NCMW - Theoretical aspects of Incompressible Navier-Stokes equations (2025)
Venue: Indian Institute of Science and Research, Kolkata
Dates: 26 May 2025 to 7 Jun 2025
Convener(s)
Name: | Dr. Shirshendu Chowdhury | Dr. Rajib Dutta |
Mailing Address: | Indian Institute of Science and Research - Kolkata, Mohanpur, Nadia – 741246, West Bengal, India |
Indian Institute of Science and Research - Kolkata, Mohanpur, Nadia – 741246, West Bengal, India |
Email: | shirshendu at iiserkol.ac.in | rajib.dutta at iiserkol.ac.in |
This NCM workshop aims to introduce the participants to the mathematical analysis of incompressible Navier-Stokes equations, which is a basic model for the flow of incompressible viscous fluid. The main objective will be to study the existence and uniqueness of solutions (in the sense of weak, strong and mild) of incompressible Navier-Stokes equations via three methods: Galerkin approximation with energy methods, mollification approach and semigroup Theory with fixed Point methods based on regularity of initial conditions. We will compare the limitations and scope of these methods to study the different notions of solutions. These three methods have a wide range of applications in current research for studying the existence of solutions to other kinds of nonlinear partial differential
equations.
In the first week, we start with the detailed derivations of fluid flow equations. Then, introducing the divergence free spaces of hydrodynamics, we study the existence and uniqueness of solution (Weak/Strong) of Steady Stokes Equation as in the case of Laplace equation. Parallelly, we discuss the existence and uniqueness of solutions (weak/strong/mild) linear unsteady Stokes equations using Galerkin and Semigroup method, which is similar to the study of the heat equation.
In the second week, we will focus on existence and uniqueness of solution (weak/strong/mild)of the incompressible Navier-Stokes equations which is similar to semilinear heat equation. In this context, we will study local and global (with respect to time and initial data) well-posed-ness of Leray-Hopf weak solutions and strong solutions, mild solution for incompressible Navier-Stokes equations using above mentioned three methods and compare novelty and limitations of these methods.
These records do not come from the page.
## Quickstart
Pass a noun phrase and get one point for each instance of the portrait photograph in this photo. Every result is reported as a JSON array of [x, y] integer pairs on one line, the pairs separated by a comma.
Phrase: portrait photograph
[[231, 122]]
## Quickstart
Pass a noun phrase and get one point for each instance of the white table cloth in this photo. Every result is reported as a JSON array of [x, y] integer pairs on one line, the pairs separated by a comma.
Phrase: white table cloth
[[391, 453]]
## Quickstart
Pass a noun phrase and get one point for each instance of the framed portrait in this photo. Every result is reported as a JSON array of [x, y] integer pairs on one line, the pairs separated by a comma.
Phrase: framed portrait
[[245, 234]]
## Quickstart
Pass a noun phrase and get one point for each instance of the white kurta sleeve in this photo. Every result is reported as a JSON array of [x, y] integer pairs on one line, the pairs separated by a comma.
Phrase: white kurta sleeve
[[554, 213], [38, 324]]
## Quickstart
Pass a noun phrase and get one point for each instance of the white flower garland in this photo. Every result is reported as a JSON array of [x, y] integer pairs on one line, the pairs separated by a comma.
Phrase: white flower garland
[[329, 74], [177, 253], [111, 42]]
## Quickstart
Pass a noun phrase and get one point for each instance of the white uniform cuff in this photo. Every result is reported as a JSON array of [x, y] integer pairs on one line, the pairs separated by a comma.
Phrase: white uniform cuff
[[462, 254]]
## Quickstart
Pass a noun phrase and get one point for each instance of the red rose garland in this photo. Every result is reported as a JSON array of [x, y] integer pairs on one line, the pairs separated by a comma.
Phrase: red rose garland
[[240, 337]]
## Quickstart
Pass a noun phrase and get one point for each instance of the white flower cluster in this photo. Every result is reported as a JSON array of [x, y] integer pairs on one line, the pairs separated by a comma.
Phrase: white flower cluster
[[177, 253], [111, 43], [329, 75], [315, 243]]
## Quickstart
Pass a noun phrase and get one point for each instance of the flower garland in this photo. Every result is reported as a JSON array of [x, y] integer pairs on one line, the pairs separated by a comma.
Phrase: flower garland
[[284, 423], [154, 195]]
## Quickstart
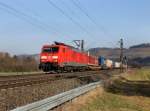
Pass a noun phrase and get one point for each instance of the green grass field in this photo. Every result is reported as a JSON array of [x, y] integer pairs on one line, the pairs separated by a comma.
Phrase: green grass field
[[117, 102], [139, 75], [112, 102]]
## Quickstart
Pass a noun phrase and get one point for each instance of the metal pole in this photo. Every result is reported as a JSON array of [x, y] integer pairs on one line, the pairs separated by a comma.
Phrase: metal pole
[[82, 45], [121, 55]]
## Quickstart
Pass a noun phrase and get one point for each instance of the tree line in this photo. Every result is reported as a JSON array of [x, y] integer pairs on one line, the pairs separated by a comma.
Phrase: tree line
[[17, 64]]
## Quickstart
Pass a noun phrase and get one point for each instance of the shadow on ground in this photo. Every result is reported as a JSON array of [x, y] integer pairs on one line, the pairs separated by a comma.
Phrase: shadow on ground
[[127, 87]]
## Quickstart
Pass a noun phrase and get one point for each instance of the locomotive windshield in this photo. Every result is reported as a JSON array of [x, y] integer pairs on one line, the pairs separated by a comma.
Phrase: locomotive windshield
[[50, 49]]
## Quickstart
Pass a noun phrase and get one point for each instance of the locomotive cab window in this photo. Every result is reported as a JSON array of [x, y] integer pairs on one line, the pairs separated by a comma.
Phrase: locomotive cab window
[[50, 49]]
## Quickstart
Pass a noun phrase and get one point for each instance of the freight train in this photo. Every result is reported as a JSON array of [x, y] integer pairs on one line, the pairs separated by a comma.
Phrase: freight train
[[60, 57]]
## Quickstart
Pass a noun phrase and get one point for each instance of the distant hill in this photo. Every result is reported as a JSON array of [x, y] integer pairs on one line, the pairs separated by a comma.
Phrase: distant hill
[[137, 53], [145, 45]]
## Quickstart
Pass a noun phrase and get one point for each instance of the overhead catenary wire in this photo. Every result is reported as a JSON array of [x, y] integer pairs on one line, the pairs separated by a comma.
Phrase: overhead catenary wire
[[82, 9], [27, 18]]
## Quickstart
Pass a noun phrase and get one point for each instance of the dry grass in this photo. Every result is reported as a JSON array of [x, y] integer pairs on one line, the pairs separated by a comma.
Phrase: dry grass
[[78, 103], [139, 75], [112, 102]]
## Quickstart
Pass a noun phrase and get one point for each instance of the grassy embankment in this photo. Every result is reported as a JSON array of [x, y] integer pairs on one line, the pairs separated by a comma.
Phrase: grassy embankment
[[119, 102]]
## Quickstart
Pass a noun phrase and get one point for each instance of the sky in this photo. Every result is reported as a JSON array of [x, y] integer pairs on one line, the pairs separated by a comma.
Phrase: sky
[[26, 25]]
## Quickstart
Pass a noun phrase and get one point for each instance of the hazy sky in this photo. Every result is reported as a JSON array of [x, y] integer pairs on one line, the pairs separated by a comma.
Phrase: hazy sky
[[25, 25]]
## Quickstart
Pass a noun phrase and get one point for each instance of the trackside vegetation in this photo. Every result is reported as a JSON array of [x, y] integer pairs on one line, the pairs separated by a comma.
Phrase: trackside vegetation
[[112, 102], [17, 64], [128, 94], [139, 75]]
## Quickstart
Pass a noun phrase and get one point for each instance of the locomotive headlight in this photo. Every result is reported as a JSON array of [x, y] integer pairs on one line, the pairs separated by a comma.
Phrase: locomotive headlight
[[55, 57], [43, 57]]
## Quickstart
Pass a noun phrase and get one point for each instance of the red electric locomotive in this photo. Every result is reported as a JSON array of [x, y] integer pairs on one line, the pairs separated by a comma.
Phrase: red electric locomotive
[[62, 57]]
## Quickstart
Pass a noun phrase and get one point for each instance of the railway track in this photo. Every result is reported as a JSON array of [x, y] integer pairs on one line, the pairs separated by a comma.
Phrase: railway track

At the final day of the workshop, we will conclude with the comments on unsolved open problems (The Millennium Prize Problems) in the three-dimensional case: the question of the global existence in time of regular/smooth solutions as well as the uniqueness of weak solutions, which inspires the large amount of active research in this direction.
Pre-requisites: The audience should be familiar with measure and integration, functional analysis, basic Sobolev spaces, and the well-posedness of ordinary differential equations. No background knowledge on fluid mechanics is required.
Target Audience: Ph.D. students, postdocs, scientists in research labs, young faculty members in educational institutions.